For a couple of years now I have been only telling half the story, if I was telling it at all. When you are in a serious relationship with someone, once you're past the infatuation phase and you've admitted that you're committed, it kind of becomes everyone's business. My relationships are certainly the concern of my family and friends, something I hadn't anticipated when things with Brian started to go downhill. I had no trouble filling my homies in on all the sweet things Brian would do for me; how he drove 13 hours to visit me at school in my freshman year at Knox, how we liked the same bands and how endearingly terrified he was when he witnessed for the first time one of my legendary panic attacks. But I hadn't planned for how difficult it would be to be open with everyone once the big fights started coming more often, once he had become controlling and wildly temperamental. What would happen to my dignity when I exposed myself as the kind of girl who stays with a guy after he turns out to be a monster? (It took me the better part of a year to understand that being in love with someone enough to give them another chance, and then another, and then another, isn't weakness but actually strength, in its own way.) So I learned to avoid and omit. Thus went my sanity.

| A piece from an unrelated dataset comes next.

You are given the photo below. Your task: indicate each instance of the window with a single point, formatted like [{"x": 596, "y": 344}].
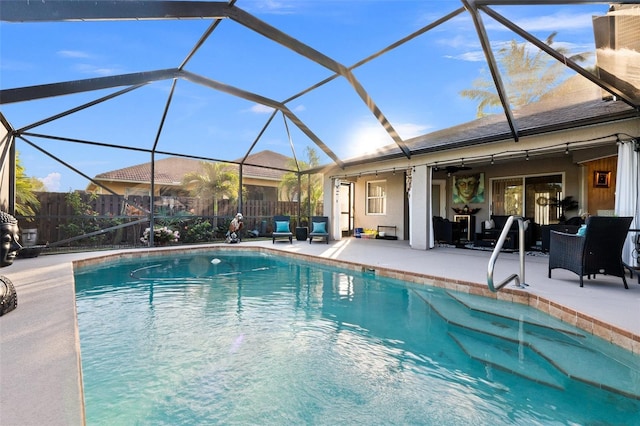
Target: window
[{"x": 376, "y": 197}]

I'll begin at the beginning. I met Brian early in my senior year in high school. I was on top of the world back then. I was popular at school and in excellent health. I was among the last of my friends to get my license and also to lose my virginity- I think I had just recently gotten my license when I met Brian, but I was still waiting on the other one. I had had a couple of pretty superficial relationships that were nothing if not typical and I was making good headway on making the right amount of poor judgment calls to be considered cool by high school standards. I liked to party but I wasn't addicted to anything and I had strict standards about what I would and wouldn't introduce into my bloodstream.

That's all I have time for right now. I'm to try and include a few excerpts from journals and poetry that parallel what I'm talking about here.